Old Runyon Scalawag tipped the scales at about 310 pounds and carried a meaty lump of a fist on the end of his gnarled and twisted left arm. “I only beat my woman when she's got it coming,” he would say to the adoring crowd that always gathered around him at the car wax factory. “I only beat her when she's been mean to me.”
Runyon Scalawag had no woman in his life. He had no one at all in his life. He once had a dog that masqueraded as a ferret, but the dog had run away from Runyon as soon as it had the opportunity. The dog was later seen doing stand-up at a resort somewhere in the Catskills. Much of his act revolved around Runyon, but that is another story.
The car wax factory was all that Runyon had. Runyon would get to the factory very early in the morning – much earlier than he needed to – and walk up and down the conveyor belt that made up his workspace, swinging that meaty lump of a fist at anything that looked dirty or out of place. “Gonna' whup you if you ain't careful,” he would snarl at the conveyor belt rollers and the switches and the fuse boxes, “you just watch yourself.” When the demotivational whistle blew at 8 o'clock, Runyon's conveyor belt would start to roll and an endless line of car wax containres would stream out toward him. Runyon would place a little round sponge pad on top of each container and the conveyor belt would carry it away to the next station where Runyon's colleague would place a clear plastic cover over the sponge and the wax.
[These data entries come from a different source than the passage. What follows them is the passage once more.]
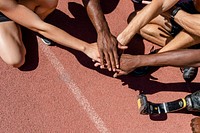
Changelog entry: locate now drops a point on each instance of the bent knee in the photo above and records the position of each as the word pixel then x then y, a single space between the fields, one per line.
pixel 149 30
pixel 16 62
pixel 51 4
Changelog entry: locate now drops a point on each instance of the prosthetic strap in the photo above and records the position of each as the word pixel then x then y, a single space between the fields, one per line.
pixel 191 102
pixel 147 107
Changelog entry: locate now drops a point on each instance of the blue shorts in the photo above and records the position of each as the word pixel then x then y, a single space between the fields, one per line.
pixel 187 7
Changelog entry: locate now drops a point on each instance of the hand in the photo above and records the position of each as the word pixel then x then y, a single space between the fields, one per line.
pixel 128 63
pixel 92 52
pixel 108 45
pixel 167 14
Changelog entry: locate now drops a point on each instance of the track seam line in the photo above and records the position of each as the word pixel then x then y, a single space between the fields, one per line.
pixel 81 99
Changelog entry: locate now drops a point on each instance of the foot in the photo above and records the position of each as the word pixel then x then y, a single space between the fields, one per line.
pixel 195 125
pixel 189 73
pixel 137 1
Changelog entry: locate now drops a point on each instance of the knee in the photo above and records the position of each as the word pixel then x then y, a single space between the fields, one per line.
pixel 17 60
pixel 147 30
pixel 51 4
pixel 131 16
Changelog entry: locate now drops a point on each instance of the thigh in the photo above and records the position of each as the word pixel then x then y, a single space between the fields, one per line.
pixel 12 49
pixel 160 21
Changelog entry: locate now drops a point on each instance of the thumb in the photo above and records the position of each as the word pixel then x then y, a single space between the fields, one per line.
pixel 119 73
pixel 120 46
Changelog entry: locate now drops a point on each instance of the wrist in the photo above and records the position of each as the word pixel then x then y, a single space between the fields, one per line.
pixel 121 39
pixel 174 12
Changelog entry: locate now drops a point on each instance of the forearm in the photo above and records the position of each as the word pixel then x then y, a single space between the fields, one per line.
pixel 96 15
pixel 176 58
pixel 144 17
pixel 189 22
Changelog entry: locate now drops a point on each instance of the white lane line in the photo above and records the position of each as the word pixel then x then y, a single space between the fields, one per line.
pixel 81 99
The final station on the conveyor was manned by Father Demetrios, the Greek priest, who would cense and bless the car wax container before it was shipped off to the car wax store.
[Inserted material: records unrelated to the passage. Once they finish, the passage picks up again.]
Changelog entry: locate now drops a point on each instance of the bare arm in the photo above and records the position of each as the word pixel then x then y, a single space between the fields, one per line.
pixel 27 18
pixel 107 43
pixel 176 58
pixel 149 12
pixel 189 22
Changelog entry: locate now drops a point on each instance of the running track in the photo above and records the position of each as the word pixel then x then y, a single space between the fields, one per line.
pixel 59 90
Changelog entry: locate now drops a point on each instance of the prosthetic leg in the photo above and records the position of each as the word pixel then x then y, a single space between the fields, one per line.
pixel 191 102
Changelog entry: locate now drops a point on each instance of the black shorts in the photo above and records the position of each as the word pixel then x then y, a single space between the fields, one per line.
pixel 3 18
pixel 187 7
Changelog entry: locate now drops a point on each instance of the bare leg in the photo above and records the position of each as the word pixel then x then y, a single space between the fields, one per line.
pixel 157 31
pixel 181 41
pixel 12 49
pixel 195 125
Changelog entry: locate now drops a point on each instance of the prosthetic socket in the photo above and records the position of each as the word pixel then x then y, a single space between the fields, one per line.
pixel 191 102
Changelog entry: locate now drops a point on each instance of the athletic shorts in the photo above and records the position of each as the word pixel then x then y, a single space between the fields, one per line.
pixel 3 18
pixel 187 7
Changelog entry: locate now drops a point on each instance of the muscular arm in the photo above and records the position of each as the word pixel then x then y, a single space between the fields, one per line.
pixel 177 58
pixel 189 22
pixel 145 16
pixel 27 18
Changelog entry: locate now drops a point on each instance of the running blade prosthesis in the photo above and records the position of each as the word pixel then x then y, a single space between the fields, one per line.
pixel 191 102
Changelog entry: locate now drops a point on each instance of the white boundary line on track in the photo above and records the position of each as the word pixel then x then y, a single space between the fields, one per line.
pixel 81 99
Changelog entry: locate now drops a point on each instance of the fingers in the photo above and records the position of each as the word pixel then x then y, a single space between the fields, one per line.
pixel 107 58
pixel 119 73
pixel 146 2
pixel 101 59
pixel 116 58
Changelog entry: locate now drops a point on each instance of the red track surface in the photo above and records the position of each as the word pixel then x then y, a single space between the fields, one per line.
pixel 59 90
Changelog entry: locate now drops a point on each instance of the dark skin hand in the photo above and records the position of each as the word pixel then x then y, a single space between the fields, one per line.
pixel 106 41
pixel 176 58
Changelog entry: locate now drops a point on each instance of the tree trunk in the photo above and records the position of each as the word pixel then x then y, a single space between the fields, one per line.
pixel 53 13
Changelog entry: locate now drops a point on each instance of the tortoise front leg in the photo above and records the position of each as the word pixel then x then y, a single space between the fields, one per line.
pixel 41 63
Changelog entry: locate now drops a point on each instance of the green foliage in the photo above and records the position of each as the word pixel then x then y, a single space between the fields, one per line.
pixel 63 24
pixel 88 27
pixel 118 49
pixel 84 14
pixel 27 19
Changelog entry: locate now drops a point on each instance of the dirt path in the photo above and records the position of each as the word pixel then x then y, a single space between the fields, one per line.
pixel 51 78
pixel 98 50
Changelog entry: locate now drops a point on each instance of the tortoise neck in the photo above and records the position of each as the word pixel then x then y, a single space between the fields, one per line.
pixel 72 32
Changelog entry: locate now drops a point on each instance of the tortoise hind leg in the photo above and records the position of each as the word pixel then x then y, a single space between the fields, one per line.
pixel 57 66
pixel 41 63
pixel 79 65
Runyon would constantly daydream about having a friend. It wouldn't have to be a woman, Runyon thought. It could be anyone. He would even be happy if his old dog would retire from doing stand up and move back from the Catskills.
On a lonely Tuesday in a lonely September, Runyon succumbed to what people in the early twenty-first century called a “massive coronary.” This meant that Runyon's heart finally rejected the egg-and-cheese-and-bacon diet on which Runyon had lived for several decades and exploded in a fit of desperation. Runyon and his meaty lump of a fist tipped forward onto the conveyor belt and landed squarely on a car wax container upon which he had just placed a little round sponge pad. The fall jammed the pad into his mouth and Runyon's body was swept away with the car wax container on the conveyor belt. At the next station Runyon's colleague snapped a plastic cover over his lifeless form and at the final station Father Demetrios pronounced a blessing on poor Runyon before he left the factory.
Later that month in a car wax store in Binghamton, a Cocker Spaniel named Skippy who was playing a two week engagement at a nearby resort purchased an unusually heavy container of car wax. The meaty lump of a fist did nothing for the finish on Skippy's silver BMW.
“Hmmm,” thought Skippy aloud, “this car wax smells like loneliness.”